NELLA CONFESSIONE possiamo approfondire il mistero della gioia e del gaudio divini. «Signore, tu conosci tutto; tu sai che ti voglio bene» (Gv 21, 17). Con questa frase, o con una simile, diciamo a Gesù che, anche se certe volte le nostre opere lo nascondono un poco, in fondo lo amiamo. È vero che andiamo a confessare i nostri peccati, ma soprattutto confessiamo la sua bontà, il suo affetto e la sua misericordia. Non meritiamo nulla, eppure abbiamo l’ardire di chiedere perdono. Anche se qualche volta ci siamo abituati, in realtà, quando confessiamo i nostri peccati, ci allontaniamo dalla logica umana e siamo introdotti in pieno in quella divina. Abbandoniamo il giudizio che istintivamente facciamo sulla nostra vita per lasciare a Dio l’ultima parola.
E la sentenza è decisiva: «Io ti dichiaro innocente». Nello stesso processo vediamo come Cristo si fa carico delle nostre colpe, dei nostri peccati e della responsabilità che ci appartiene. Si carica dei nostri peccati per liberarci da essi: «Il castigo che ci dà salvezza si è abbattuto su di lui; per le sue piaghe noi siamo stati guariti» (Is 53, 5). «Il perdono non è frutto dei nostri sforzi, ma è un regalo, è un dono dello Spirito Santo, che ci ricolma del lavacro di misericordia e di grazia che sgorga incessantemente dal cuore spalancato del Cristo crocifisso e risorto»[6]. E se questo fosse poco, ci dice che questo lo ricolma di gioia. Dove si è visto qualcosa di simile?

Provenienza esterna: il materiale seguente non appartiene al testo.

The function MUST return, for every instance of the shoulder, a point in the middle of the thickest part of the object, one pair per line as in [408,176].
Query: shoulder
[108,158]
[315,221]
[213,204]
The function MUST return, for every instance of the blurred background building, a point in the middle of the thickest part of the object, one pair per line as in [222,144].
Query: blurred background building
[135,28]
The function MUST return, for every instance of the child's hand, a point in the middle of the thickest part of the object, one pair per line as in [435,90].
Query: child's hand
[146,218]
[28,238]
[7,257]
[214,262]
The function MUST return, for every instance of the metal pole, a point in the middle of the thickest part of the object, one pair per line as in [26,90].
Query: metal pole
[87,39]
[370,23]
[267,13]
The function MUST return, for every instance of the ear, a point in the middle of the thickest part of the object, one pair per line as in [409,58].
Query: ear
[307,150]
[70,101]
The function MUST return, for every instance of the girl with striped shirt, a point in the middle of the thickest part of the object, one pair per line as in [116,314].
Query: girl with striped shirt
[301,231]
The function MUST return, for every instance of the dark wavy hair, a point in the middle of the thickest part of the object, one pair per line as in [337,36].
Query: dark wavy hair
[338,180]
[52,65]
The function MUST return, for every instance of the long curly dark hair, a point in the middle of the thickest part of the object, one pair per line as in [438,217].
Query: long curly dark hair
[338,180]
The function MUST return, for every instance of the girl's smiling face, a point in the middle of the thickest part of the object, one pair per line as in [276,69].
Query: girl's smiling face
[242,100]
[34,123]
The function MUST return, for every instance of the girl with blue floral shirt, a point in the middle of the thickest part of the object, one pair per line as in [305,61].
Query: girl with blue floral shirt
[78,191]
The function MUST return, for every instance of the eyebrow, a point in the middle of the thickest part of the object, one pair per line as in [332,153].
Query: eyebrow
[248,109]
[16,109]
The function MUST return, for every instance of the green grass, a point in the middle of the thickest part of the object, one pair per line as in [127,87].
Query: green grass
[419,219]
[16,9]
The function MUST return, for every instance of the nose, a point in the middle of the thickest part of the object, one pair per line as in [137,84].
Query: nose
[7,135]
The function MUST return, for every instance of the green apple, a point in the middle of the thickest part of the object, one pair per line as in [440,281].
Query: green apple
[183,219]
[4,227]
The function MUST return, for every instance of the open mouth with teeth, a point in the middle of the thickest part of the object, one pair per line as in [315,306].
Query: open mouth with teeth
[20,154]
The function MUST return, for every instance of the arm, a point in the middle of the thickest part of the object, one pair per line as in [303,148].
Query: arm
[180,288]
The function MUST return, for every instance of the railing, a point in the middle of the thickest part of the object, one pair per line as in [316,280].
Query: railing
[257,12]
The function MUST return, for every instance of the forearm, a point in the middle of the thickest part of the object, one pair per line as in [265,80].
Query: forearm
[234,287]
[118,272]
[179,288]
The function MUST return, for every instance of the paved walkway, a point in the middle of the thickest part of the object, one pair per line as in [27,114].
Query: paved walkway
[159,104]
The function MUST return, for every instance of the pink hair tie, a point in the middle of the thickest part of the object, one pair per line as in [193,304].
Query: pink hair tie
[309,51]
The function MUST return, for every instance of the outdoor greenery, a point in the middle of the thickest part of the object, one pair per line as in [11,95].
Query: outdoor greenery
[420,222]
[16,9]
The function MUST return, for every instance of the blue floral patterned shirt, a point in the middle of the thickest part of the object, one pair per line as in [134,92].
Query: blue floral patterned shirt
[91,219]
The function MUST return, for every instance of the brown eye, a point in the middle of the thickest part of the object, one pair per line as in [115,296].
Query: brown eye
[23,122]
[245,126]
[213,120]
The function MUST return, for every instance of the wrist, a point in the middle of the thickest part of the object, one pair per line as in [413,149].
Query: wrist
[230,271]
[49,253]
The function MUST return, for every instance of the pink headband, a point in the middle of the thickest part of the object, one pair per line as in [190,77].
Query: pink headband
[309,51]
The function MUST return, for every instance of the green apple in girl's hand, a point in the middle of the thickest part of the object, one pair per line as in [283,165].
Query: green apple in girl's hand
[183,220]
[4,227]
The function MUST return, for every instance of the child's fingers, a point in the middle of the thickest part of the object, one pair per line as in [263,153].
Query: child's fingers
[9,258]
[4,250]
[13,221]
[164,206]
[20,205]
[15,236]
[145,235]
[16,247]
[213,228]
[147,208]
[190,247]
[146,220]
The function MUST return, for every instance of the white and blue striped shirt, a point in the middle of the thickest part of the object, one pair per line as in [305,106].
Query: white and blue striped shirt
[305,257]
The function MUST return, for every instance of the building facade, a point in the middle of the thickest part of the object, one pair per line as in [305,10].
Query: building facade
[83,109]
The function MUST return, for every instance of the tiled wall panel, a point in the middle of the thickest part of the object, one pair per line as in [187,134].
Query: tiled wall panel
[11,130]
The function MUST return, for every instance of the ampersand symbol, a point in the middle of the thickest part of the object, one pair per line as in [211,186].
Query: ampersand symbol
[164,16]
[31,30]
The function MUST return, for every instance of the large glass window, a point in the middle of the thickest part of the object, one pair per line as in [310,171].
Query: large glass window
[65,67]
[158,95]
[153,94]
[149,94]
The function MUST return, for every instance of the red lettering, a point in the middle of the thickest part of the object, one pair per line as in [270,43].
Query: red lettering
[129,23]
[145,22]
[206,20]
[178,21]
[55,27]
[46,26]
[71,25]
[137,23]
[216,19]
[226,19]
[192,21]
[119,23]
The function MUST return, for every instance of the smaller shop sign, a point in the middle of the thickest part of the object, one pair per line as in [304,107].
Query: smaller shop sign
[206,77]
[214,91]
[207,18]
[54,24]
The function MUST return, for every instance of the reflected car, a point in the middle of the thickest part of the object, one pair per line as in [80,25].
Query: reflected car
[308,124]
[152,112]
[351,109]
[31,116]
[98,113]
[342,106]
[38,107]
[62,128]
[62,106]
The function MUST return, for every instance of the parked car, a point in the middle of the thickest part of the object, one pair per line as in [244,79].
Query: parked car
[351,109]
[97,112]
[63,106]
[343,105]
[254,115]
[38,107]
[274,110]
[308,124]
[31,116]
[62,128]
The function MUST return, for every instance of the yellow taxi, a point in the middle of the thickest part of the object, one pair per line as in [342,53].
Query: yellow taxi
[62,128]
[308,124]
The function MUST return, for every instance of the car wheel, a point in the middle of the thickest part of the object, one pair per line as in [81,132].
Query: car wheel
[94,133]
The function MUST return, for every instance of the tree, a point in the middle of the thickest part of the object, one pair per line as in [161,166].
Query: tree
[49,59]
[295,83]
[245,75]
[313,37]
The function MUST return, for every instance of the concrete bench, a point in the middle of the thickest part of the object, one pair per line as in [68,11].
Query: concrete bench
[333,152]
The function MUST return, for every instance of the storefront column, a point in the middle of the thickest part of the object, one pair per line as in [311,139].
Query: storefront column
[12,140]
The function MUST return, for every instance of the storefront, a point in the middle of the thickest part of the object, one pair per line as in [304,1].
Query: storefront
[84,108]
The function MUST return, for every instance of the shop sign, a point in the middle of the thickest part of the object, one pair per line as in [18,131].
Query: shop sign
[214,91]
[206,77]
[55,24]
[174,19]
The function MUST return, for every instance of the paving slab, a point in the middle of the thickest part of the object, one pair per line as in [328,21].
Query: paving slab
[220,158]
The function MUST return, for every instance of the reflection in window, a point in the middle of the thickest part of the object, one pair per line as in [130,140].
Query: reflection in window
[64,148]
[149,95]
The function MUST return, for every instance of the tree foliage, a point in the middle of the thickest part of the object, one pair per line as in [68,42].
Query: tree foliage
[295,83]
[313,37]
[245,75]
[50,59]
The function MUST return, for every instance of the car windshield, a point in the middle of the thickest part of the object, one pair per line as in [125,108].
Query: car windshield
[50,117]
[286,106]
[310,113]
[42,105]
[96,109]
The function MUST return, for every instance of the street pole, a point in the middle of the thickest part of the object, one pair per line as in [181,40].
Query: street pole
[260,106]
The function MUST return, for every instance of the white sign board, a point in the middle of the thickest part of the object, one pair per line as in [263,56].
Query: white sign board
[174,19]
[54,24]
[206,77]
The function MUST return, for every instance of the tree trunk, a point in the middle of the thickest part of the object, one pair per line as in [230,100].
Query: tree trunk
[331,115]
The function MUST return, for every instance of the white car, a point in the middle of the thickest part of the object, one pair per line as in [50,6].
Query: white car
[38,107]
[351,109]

Far sapere agli altri, quando sia opportuno, l’esistenza di questo dono, è segno che lo apprezziamo e ne siamo sinceramente grati. Alla Vergine Maria possiamo chiedere di diventare apostoli della Confessione in modo da avvicinare i nostri amici all’abbraccio del perdono divino.
[1] San Josemaría, Appunti di un incontro, 13-III-1955.
[2] San Josemaría, Cartas 27, n. 22.
[3] Papa Francesco, Udienza, 24-IV-2019.
[4] San Josemaría, Apuntes intimos, 5, 358-359, 29-X-1931.
[5] Benedetto XVI, Udienza, 30-I-2013.
[6] Papa Francesco, Udienza, 19-II-2014.